Ich bitte um Zustimmung zu dem Gesetzentwurf, mit dem wir sicherlich eine Pionierleistung für den ÖPNV in Deutschland erbringen. Ob das Gesetz nach drei Jahren korrigiert werden muss, wird man sehen. Am 30. Juni 2008 muss die Landesregierung einen schriftlichen Bericht vorlegen. Dreimal dürfen Sie raten, wer den dann vorlesen wird. - Herzlichen Dank.

(Heiterkeit und Beifall bei der CDU - Zustimmung bei der FDP - Herr Dr. Thiel, PDS: Sie halten dann die Gegenrede!)

Herr Minister, Sie signalisierten, dass Sie bereit sind, einige Fragen zu beantworten. Als erste erhält die Abgeordnete Frau Ferchland die Möglichkeit zu fragen. Bitte sehr, Frau Ferchland.

Ladies first - wer hätte das gedacht? - Herr Minister, die Landesregierung hat sich doch dem Gender-Mainstreaming-Ansatz verschrieben, wie wir immer hören.

(Oh! bei der CDU - Unruhe - Herr Gallert, PDS: Er aber nicht!)

Glauben Sie erstens nicht, dass Gender-Mainstreaming auch in die Verkehrspolitik des Landes Sachsen-Anhalt gehört?

Sie haben sich zweitens in Ihrer Rede auf die Kollegin Rotzsch bezogen, die aber bei Ihrer Begründung nicht die kommunale Selbstverwaltung im Blick hatte, sondern im Gegenteil eher der Meinung war, dass das nicht notwendig sei.

(Unruhe bei der CDU)

Wenn wir uns jetzt aber Studien ansehen, erfahren wir, dass, abgesehen von der Schülerbeförderung,

Meine Damen und Herren, bitte ein bisschen gedämpfter.

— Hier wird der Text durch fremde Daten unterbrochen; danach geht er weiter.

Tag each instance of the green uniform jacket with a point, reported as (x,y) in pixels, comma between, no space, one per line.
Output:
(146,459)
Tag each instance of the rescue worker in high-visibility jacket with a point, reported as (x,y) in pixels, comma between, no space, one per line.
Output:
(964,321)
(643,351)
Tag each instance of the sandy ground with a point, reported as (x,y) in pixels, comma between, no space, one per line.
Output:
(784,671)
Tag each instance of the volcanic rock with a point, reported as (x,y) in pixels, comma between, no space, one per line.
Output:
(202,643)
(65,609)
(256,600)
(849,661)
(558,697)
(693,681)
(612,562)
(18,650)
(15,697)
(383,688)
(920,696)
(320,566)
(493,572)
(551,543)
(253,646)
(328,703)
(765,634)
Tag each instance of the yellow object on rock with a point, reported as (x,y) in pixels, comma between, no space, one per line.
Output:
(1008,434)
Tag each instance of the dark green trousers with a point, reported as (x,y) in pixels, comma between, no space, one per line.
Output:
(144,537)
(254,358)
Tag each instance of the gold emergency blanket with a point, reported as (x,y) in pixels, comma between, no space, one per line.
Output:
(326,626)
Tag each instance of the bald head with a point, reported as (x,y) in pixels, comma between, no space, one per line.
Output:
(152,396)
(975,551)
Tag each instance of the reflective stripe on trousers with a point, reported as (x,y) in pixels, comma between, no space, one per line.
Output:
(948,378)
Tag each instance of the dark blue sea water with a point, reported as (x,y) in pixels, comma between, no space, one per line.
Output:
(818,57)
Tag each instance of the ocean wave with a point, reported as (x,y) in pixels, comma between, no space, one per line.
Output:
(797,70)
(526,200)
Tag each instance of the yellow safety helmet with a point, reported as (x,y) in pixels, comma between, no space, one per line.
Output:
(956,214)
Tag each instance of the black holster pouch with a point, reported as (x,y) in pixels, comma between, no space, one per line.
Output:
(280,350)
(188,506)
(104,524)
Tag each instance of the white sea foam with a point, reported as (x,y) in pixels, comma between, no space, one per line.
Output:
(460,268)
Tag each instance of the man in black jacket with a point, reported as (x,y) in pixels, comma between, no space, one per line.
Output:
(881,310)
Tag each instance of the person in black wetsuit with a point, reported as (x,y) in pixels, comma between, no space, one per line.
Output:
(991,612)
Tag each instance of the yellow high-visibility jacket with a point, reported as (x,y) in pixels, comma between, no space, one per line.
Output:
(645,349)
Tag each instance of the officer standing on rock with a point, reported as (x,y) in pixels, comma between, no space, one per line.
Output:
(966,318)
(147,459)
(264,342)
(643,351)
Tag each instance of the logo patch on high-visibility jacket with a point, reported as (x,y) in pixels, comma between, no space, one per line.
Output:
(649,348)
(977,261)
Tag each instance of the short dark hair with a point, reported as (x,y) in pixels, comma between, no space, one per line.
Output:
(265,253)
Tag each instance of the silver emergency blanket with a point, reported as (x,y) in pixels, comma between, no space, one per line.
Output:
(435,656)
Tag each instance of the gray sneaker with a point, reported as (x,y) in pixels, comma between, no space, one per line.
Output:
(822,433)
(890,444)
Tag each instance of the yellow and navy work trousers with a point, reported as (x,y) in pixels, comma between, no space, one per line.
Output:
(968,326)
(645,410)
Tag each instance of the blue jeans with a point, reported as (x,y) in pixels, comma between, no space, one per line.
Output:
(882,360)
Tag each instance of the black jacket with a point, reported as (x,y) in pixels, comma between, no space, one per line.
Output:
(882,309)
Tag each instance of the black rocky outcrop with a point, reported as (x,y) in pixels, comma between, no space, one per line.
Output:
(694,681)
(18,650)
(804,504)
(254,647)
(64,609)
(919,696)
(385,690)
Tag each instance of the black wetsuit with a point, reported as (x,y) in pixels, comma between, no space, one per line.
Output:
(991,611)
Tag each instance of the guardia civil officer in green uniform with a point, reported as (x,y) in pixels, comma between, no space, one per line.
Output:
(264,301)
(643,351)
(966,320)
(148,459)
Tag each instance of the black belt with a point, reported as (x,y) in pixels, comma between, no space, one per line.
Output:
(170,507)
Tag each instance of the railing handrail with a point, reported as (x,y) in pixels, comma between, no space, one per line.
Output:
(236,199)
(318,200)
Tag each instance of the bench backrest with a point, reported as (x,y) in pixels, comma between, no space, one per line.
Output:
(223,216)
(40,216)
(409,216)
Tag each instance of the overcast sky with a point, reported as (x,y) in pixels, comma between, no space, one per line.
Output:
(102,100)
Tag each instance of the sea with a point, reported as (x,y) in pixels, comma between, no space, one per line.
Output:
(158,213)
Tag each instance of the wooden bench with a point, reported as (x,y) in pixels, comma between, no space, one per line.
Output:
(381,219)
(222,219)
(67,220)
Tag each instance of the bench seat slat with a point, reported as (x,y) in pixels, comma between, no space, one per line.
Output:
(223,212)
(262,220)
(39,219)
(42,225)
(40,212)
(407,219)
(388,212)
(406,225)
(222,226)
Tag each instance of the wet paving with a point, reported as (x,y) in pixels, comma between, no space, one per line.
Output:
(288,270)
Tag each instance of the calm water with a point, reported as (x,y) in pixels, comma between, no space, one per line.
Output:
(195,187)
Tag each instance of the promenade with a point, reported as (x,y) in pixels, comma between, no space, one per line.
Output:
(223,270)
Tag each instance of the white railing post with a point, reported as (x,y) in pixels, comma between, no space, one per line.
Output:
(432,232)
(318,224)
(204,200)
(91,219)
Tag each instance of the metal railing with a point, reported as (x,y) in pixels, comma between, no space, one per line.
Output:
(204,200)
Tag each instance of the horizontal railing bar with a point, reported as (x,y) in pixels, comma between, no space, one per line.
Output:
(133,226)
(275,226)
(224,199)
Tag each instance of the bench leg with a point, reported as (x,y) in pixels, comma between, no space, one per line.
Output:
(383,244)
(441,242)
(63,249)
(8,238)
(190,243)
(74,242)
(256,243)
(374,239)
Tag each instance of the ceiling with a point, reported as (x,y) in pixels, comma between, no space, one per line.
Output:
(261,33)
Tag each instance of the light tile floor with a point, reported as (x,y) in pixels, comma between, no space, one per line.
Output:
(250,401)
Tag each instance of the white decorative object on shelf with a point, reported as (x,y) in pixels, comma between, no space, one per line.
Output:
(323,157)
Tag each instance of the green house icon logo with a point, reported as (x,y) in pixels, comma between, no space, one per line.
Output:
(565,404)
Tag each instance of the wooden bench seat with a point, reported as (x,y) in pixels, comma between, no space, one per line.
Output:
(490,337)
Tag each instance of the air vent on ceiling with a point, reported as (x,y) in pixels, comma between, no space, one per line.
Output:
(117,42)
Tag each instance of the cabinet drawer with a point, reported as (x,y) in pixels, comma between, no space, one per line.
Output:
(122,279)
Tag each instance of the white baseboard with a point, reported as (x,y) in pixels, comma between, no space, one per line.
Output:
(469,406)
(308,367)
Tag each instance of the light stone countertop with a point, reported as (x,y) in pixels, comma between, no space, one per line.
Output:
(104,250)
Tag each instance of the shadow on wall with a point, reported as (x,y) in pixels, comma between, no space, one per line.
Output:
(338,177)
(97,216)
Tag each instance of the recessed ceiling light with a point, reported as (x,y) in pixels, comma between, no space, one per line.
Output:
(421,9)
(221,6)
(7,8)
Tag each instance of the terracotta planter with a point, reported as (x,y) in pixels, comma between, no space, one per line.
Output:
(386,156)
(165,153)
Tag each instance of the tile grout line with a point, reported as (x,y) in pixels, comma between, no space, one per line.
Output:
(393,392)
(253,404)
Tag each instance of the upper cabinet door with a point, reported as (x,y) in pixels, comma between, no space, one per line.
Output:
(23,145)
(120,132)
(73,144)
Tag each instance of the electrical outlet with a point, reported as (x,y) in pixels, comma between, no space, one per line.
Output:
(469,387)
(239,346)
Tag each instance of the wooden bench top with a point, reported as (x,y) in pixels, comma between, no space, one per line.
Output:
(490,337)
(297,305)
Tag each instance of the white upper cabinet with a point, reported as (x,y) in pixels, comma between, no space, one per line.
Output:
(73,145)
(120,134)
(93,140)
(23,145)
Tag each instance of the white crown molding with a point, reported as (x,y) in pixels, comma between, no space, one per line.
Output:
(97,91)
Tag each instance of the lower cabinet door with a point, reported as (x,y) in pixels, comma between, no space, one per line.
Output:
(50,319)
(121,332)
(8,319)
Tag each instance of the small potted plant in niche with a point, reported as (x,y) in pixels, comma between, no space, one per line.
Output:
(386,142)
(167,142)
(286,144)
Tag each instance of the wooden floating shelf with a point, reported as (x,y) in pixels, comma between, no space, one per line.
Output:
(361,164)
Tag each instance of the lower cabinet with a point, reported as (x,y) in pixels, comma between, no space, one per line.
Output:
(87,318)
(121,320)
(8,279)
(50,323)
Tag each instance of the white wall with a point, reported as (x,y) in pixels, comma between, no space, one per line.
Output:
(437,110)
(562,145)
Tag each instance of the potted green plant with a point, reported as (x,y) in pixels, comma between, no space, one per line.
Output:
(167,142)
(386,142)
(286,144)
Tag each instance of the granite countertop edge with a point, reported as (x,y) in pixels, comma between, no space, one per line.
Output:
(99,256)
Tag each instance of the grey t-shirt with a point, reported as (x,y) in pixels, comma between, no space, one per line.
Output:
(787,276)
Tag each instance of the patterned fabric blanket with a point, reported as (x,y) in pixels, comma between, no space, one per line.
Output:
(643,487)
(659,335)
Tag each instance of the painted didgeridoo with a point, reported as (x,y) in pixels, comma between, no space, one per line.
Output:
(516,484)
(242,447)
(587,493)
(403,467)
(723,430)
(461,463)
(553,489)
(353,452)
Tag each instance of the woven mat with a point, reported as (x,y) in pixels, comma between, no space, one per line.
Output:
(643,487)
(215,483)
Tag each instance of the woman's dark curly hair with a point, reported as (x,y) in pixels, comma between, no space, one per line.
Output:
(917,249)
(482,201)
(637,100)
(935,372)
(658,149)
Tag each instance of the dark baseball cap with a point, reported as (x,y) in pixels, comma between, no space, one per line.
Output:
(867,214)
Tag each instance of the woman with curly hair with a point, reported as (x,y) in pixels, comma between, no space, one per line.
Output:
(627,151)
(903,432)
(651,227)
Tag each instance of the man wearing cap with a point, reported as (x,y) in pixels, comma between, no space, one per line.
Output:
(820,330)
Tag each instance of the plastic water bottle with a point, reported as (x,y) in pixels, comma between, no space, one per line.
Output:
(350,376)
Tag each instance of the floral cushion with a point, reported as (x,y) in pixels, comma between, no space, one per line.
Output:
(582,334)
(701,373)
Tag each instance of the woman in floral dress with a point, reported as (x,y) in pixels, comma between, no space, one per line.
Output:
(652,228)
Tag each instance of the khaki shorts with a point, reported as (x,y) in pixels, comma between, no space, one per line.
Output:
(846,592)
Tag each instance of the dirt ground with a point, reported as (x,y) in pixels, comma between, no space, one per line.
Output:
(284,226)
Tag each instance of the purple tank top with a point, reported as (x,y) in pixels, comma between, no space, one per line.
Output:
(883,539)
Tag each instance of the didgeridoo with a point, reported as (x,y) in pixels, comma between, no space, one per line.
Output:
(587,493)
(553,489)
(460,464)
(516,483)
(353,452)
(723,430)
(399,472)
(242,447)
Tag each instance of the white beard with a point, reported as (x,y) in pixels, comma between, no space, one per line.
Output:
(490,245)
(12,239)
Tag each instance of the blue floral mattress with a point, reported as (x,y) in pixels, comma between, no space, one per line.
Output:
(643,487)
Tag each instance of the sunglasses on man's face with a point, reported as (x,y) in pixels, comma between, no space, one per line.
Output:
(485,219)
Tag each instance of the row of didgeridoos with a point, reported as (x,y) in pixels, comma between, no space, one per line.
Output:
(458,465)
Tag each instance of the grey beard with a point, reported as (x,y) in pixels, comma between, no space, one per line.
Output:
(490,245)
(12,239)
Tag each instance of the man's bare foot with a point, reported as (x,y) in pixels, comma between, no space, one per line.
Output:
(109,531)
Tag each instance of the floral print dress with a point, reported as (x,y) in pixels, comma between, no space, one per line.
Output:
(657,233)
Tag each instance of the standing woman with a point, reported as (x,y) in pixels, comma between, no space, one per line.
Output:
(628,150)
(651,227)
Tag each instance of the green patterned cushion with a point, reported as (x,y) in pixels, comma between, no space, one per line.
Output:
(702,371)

Frauen die Hauptnutzergruppe des ÖPNV darstellen, aber eben keine Mitsprachemöglichkeiten bei der Planung des ÖPNV haben. Glauben Sie nicht auch, dass man gerade der Hauptnutzergruppe diese Möglichkeit einräumen sollte?

Wir haben deswegen unseren Antrag eingebracht. Sie selbst haben gesagt, man müsse es nur wollen. Ich stimme Ihnen zu: Man muss es nur wollen. Mit der Annahme unseres Änderungsantrages würde das Parlament ein Zeichen dafür setzen, dass wir es wollen, dass Frauen als Hauptnutzerinnen des ÖPNV auch die Möglichkeit der Mitsprache haben.

Ich setze immer auf Frauen.

(Frau Bull, PDS: Das wissen wir!)

- Selbstverständlich. Wenn man über 60 Jahre alt ist, darf man einmal das eine oder andere auch in diesem Bereich erwähnen. - Aber im Ernst, ich sage nochmals: Wenn wir im 21. Jahrhundert im Bundesland SachsenAnhalt in der Bundesrepublik Deutschland dies immer noch betonen und es vielleicht noch in ein Gesetzt aufnehmen müssen - -

(Frau Dr. Kuppe, SPD: So ist die Realität!)

- Frau Dr. Kuppe, ich könnte sagen, Sie ersetzen zwei Männer, wenn Sie in diesem Bereich auftreten. Meine Damen, wir tun immer so, als ob wir etwas für Sie machen müssten. Sie sind doch heute alle so selbstbewusst, dass sie das eigentlich gar nicht nötig haben.

(Beifall bei der CDU und bei der FDP)

Der Kernpunkt ist doch ein anderer. Darum müssen wir nicht herumreden. Wenn man abends zu einer späten Stunde als Frau unterwegs ist, gibt es tatsächlich ein Problem. Deshalb haben wir - darauf kann ich nur verweisen - das System mit den Anrufbussen und den Anruftaxis. Wir sollten mit diesen flexiblen Bedienformen tatsächlich eine Vereinbarung treffen. Auch ich bin der Meinung, eine Frau, die allein unterwegs ist, geht abends selbstverständlich ruhiger aus dem Theater hinaus, wenn sie weiß, ich werde nach Hause gefahren, und zwar mit einem Anruftaxi. Das sollte der Weg sein.

Trotzdem will ich nicht abstreiten, dass dabei ein Sicherheitsproblem besteht. Aber es extra festzuschreiben? - Meine Damen und Herren, ich denke, wir haben andere Möglichkeiten. Sie haben es angesprochen: GenderMainstreaming. In dem Bereich, bin ich der Meinung, kriegen wir es auch anders gelöst.